Multivariate Landing Page Testing

    April 4, 2007

Now that Google Website Optimizer is out of beta, more businesses will begin testing their landing pages to improve conversions.

As I was fairly familiar with the basic product features already, Google’s Tom Leung and I had the chance to talk informally about some of the benefits of putting this product in many hands.

One issue I raised was how to weigh "advice sessions" and "clinics" and the like. The analogy might be a bit along the lines of American Idol… it would be very entertaining to see someone donning a Simon Cowell wig and blurting: "That’s rubbish! That page will never convert! I mean just look at how small that search box is, and the abominable use of tables. And that paragraph about shipping. So trite. In short, I got nothing out of this and I’m wondering right now why I even bother to sit through this." So in short, Simon’s usability advice could be hit-or-miss.

Compare that with the flipside: a distinctly un-Cowell-like Talent Optimizer that would input various pitches, intonations, arm lengths, dance gestures, wardrobe elements, and facial expressions into a virtual performer… and measure the correlations of each element to positive responses from the paying audience. ("Dr. Clark, it appears the optimal arm length for Celine Dion is a full foot shorter than we’ve been using! Egads! And look at that fingernail data! Midnight blue is kicking butt!")

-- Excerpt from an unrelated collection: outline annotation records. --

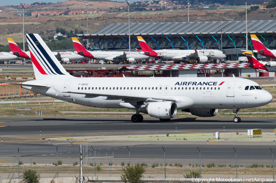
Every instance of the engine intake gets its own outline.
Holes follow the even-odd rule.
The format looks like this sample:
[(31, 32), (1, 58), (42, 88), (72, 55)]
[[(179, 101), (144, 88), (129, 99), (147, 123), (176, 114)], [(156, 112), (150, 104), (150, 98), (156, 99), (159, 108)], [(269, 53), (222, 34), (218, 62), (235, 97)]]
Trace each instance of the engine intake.
[(201, 117), (212, 117), (217, 114), (217, 109), (190, 109), (182, 110), (183, 111), (190, 112), (193, 115)]
[(159, 119), (171, 119), (175, 117), (177, 106), (172, 102), (151, 102), (147, 107), (150, 116)]

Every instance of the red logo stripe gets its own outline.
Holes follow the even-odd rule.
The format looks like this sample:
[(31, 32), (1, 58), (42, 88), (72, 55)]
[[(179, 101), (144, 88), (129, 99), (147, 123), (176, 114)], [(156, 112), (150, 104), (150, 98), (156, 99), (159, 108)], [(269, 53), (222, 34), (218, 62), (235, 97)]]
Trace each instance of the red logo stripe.
[(35, 65), (36, 67), (38, 70), (38, 71), (42, 74), (48, 75), (48, 74), (45, 72), (44, 69), (43, 69), (43, 68), (42, 68), (41, 65), (40, 65), (40, 64), (39, 64), (39, 63), (37, 62), (37, 61), (35, 57), (34, 57), (33, 54), (32, 53), (32, 52), (30, 50), (30, 54), (31, 54), (31, 58), (32, 59), (32, 62), (33, 62), (33, 63)]

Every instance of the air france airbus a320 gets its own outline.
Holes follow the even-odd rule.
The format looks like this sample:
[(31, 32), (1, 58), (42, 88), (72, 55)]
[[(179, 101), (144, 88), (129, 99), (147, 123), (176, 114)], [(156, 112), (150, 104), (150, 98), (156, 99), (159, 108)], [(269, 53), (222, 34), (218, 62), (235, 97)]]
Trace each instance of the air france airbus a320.
[(36, 80), (13, 84), (84, 106), (136, 110), (131, 117), (133, 122), (143, 121), (140, 113), (168, 121), (178, 109), (208, 117), (216, 115), (218, 109), (232, 109), (234, 121), (239, 122), (240, 109), (272, 100), (271, 95), (255, 82), (235, 77), (74, 77), (38, 34), (26, 35)]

Everything in its place. Just as we don’t really quite want a Talent Optimizer (though record labels and boy band promoters probably have something close to that in the underground lab) judging American Idol, we need to move beyond Cowell-like subjectivity in our ecommerce efforts. A multivariate testing process is just that.

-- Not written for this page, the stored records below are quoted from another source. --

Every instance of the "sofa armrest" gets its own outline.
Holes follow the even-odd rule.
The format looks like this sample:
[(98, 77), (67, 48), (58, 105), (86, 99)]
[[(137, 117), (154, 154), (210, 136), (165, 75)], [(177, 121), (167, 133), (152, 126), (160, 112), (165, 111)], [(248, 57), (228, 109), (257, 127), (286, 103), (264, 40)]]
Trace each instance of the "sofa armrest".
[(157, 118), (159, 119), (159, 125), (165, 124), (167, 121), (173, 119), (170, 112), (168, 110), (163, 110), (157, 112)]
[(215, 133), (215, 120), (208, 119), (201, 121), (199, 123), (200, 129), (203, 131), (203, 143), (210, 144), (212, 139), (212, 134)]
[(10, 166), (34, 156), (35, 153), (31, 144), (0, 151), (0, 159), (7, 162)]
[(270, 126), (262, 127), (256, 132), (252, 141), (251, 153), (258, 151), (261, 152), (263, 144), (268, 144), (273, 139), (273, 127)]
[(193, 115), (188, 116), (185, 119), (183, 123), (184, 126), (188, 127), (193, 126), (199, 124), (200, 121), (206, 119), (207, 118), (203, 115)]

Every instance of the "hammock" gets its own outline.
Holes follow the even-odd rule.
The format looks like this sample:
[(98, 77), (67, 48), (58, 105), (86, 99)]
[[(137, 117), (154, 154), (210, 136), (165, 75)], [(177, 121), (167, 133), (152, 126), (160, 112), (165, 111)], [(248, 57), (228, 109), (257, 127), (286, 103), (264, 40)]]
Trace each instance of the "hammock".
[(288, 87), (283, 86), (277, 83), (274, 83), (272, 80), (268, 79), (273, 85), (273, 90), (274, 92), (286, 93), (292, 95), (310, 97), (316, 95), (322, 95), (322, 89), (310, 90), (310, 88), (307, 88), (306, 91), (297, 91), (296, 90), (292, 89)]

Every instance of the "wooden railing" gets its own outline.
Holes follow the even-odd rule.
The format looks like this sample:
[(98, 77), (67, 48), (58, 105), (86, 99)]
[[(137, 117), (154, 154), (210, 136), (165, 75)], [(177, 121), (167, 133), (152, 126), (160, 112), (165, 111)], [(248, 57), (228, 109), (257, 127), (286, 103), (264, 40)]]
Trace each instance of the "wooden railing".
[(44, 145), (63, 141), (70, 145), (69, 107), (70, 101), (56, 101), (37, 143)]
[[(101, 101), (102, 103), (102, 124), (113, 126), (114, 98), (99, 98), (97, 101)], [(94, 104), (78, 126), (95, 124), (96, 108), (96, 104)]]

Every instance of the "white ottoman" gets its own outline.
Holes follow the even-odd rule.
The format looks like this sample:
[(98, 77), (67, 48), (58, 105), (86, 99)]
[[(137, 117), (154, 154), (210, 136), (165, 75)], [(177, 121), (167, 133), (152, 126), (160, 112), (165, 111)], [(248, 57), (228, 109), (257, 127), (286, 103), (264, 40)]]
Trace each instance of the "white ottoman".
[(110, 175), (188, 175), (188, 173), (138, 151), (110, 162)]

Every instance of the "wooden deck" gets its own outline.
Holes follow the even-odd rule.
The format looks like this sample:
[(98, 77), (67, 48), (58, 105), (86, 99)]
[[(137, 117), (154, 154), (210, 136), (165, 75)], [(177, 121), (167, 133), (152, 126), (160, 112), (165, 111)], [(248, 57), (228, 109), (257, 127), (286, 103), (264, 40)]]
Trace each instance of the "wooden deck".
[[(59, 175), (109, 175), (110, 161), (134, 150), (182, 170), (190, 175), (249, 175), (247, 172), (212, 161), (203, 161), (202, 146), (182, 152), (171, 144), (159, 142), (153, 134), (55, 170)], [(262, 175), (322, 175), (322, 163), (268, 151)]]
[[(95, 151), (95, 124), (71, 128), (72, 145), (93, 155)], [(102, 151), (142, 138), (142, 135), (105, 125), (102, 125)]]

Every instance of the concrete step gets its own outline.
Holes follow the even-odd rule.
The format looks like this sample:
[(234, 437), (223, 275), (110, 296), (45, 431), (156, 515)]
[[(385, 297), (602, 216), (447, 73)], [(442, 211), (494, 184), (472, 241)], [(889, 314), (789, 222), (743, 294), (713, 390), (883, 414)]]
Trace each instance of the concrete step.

I managed to get a lengthy riff out of Leung on the reason Google doesn’t recommend Taguchi optimization. That was something I noticed right away in the Website Optimizer literature, but Leung provided more color on it. The upshot is you really do need to test all potential combinations rather than a reduced combination set, because Taguchi makes poor assumptions around variable interactions. You can semi-Taguchify your process by hand. I won’t bore you with the details but rest assured that whether you go with zero Taguchi, semi-Taguchi, or Taguchi on a Taco, this will likely be a step ahead of a simple A/B test, and many steps ahead of not testing at all.

Because testing is almost always better than not testing – and usually so much better that it even compensates for the risk of "messing with" a home page that ranks well organically – it’s hard to see a significant downside.

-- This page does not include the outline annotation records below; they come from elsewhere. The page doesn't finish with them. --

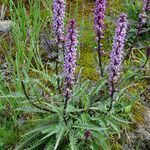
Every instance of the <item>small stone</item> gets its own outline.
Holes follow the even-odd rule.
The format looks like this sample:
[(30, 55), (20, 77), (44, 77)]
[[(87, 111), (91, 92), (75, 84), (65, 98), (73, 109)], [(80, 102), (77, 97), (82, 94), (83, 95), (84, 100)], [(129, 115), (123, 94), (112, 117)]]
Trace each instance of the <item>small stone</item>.
[(12, 22), (9, 20), (0, 21), (0, 32), (9, 32), (12, 27)]

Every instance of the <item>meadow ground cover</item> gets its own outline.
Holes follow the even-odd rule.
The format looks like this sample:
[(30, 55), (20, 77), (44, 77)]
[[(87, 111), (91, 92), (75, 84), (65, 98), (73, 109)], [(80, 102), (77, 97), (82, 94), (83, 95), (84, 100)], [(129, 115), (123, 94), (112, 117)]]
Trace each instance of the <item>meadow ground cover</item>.
[(0, 149), (150, 148), (149, 0), (0, 4)]

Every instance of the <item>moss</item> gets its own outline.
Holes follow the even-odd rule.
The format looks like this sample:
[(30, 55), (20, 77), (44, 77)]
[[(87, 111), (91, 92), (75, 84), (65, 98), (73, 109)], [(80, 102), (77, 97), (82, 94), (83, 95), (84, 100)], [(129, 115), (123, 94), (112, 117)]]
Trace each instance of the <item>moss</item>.
[(3, 139), (5, 145), (14, 145), (18, 142), (18, 133), (12, 130), (5, 130), (0, 128), (0, 138)]

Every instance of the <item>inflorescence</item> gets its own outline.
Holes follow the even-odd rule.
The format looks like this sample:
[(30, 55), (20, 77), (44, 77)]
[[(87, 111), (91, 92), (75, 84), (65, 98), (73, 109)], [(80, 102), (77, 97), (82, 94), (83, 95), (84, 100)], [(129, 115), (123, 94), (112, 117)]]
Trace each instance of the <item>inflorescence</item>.
[(128, 28), (127, 15), (122, 14), (116, 25), (115, 36), (113, 40), (113, 47), (110, 54), (111, 62), (109, 66), (109, 93), (112, 96), (115, 92), (114, 84), (117, 82), (120, 75), (120, 69), (123, 59), (123, 48), (126, 39)]
[(64, 51), (64, 75), (65, 75), (65, 96), (69, 99), (72, 94), (74, 84), (74, 73), (76, 69), (76, 51), (77, 51), (77, 30), (75, 20), (71, 20), (67, 29), (67, 36)]
[(60, 45), (64, 41), (64, 17), (65, 1), (54, 0), (53, 2), (53, 31), (56, 35), (56, 42)]

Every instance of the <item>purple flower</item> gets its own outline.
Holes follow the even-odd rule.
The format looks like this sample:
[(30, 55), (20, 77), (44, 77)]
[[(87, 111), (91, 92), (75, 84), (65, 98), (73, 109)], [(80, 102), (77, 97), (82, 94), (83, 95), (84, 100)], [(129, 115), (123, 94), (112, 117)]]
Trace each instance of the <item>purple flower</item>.
[(114, 92), (112, 89), (112, 84), (117, 82), (117, 79), (120, 74), (120, 69), (123, 59), (123, 48), (125, 43), (125, 38), (128, 29), (127, 15), (122, 14), (116, 25), (115, 36), (113, 40), (112, 51), (110, 54), (110, 66), (109, 66), (109, 83), (110, 83), (110, 94)]
[(97, 36), (97, 41), (103, 38), (105, 12), (106, 0), (96, 0), (94, 10), (94, 29)]
[(53, 2), (53, 31), (56, 35), (56, 42), (61, 43), (64, 40), (64, 17), (65, 1), (54, 0)]
[(148, 46), (148, 48), (147, 48), (146, 56), (147, 56), (147, 58), (149, 58), (149, 57), (150, 57), (150, 46)]
[(85, 137), (85, 139), (89, 139), (89, 138), (91, 138), (91, 136), (92, 136), (92, 133), (91, 133), (90, 130), (86, 130), (86, 131), (84, 132), (84, 137)]
[(77, 51), (77, 31), (76, 22), (71, 20), (67, 29), (67, 36), (64, 50), (64, 74), (65, 74), (65, 96), (71, 97), (72, 86), (74, 84), (74, 73), (76, 69), (76, 51)]
[(150, 11), (150, 0), (143, 0), (143, 12), (149, 12)]
[(138, 28), (141, 29), (143, 25), (146, 23), (147, 20), (147, 15), (145, 13), (141, 13), (139, 15), (139, 26)]

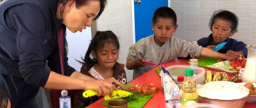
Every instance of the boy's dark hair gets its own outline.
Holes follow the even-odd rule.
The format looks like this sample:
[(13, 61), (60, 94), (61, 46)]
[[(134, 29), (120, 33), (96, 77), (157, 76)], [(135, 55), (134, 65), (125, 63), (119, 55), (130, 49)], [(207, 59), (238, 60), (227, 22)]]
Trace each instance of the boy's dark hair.
[(92, 50), (95, 52), (97, 55), (97, 51), (103, 47), (106, 43), (111, 44), (116, 46), (119, 49), (118, 39), (116, 35), (111, 31), (97, 31), (95, 36), (91, 41), (84, 58), (82, 58), (83, 62), (77, 61), (83, 64), (94, 65), (97, 64), (98, 61), (94, 59), (92, 59), (90, 57)]
[[(60, 9), (61, 16), (62, 15), (62, 12), (64, 11), (64, 10), (65, 9), (65, 8), (66, 4), (69, 1), (69, 0), (58, 0), (58, 3), (63, 4), (62, 6)], [(74, 0), (74, 1), (75, 1), (76, 3), (76, 8), (79, 9), (82, 6), (83, 6), (83, 5), (87, 5), (88, 3), (89, 3), (90, 2), (92, 1), (95, 1), (95, 0)], [(98, 14), (93, 19), (93, 21), (98, 19), (99, 17), (100, 17), (101, 13), (102, 13), (103, 11), (104, 11), (106, 4), (107, 4), (107, 0), (97, 0), (97, 1), (100, 2), (100, 10), (99, 10)]]
[(152, 21), (154, 24), (156, 23), (156, 21), (159, 17), (172, 19), (173, 20), (173, 24), (174, 26), (175, 26), (177, 23), (177, 16), (176, 13), (175, 13), (173, 10), (169, 7), (161, 7), (156, 10), (154, 13)]
[(225, 20), (230, 22), (231, 31), (235, 30), (236, 32), (237, 32), (239, 19), (234, 13), (225, 10), (214, 11), (209, 21), (209, 28), (211, 31), (212, 31), (212, 25), (217, 19)]
[(0, 89), (0, 107), (7, 107), (8, 97), (4, 91)]

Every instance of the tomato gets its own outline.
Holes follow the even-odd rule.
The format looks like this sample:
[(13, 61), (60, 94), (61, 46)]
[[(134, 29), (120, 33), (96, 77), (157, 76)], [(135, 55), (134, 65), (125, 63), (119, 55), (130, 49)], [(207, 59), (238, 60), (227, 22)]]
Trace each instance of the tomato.
[(245, 67), (246, 61), (244, 60), (244, 58), (237, 58), (236, 59), (230, 61), (230, 66), (234, 69), (241, 69)]

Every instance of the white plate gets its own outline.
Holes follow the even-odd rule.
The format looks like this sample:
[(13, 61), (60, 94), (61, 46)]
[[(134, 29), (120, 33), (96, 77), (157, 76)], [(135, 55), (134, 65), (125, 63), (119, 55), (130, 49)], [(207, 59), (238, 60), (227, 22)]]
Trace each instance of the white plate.
[[(237, 84), (244, 86), (244, 85), (247, 83), (247, 82), (240, 82), (240, 83), (237, 83)], [(252, 83), (253, 86), (256, 87), (256, 83)], [(249, 98), (248, 99), (247, 99), (246, 102), (256, 102), (256, 95), (251, 95), (250, 96)]]

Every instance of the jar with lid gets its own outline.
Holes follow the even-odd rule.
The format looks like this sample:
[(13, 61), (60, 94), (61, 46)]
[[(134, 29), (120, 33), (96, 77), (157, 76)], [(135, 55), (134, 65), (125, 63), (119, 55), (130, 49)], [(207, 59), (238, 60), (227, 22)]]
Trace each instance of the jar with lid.
[(189, 65), (193, 67), (197, 67), (198, 60), (196, 59), (189, 59)]
[(180, 90), (182, 90), (182, 82), (184, 80), (184, 76), (178, 76), (177, 77), (177, 83), (180, 88)]

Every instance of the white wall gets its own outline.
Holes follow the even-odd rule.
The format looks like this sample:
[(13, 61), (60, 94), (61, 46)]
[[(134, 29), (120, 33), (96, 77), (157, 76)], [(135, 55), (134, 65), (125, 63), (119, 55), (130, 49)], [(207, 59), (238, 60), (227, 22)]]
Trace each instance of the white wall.
[(81, 57), (84, 57), (89, 46), (92, 35), (91, 28), (87, 27), (82, 32), (73, 33), (67, 29), (67, 40), (68, 45), (68, 63), (76, 70), (80, 71), (82, 64), (76, 61), (81, 61)]

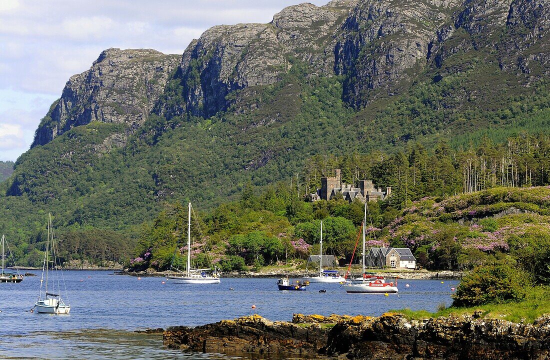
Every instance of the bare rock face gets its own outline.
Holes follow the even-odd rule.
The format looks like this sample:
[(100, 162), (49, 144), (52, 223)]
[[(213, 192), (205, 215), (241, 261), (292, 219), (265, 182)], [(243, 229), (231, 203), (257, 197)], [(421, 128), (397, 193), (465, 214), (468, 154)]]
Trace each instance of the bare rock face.
[(336, 45), (335, 71), (346, 75), (352, 105), (405, 88), (426, 64), (437, 31), (460, 4), (458, 0), (367, 0), (346, 20)]
[(92, 121), (139, 127), (164, 91), (179, 58), (151, 49), (105, 50), (90, 70), (70, 77), (32, 146)]
[(354, 1), (338, 0), (317, 7), (289, 7), (269, 24), (214, 26), (185, 50), (176, 79), (183, 97), (176, 106), (161, 107), (168, 117), (186, 113), (209, 117), (226, 110), (235, 90), (272, 84), (281, 79), (293, 58), (329, 76), (334, 62), (334, 36)]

Tom and I scratched our heads a bit trying to come up with an answer for the question: roughly speaking, can you make any serious errors running such tests? Setting aside technical snafus and things you might do to ruin your website by misinstalling code (your problem), basically the answer would be no. The biggest "error" would be to pick the wrong things to test – in other words, not improving as much as you could if you did it better.

The maximum number of variations the Optimizer product will allow for a single landing page test? Leung said 10,000. I recently completed a test that involved 16, and am running one with 24 now. For these particular tests, had I done them using 10,000 combinations, they’d reach statistical significance around the year 2258. Coincidentally, that’s about the time they’ll have finally perfected Celine Dion.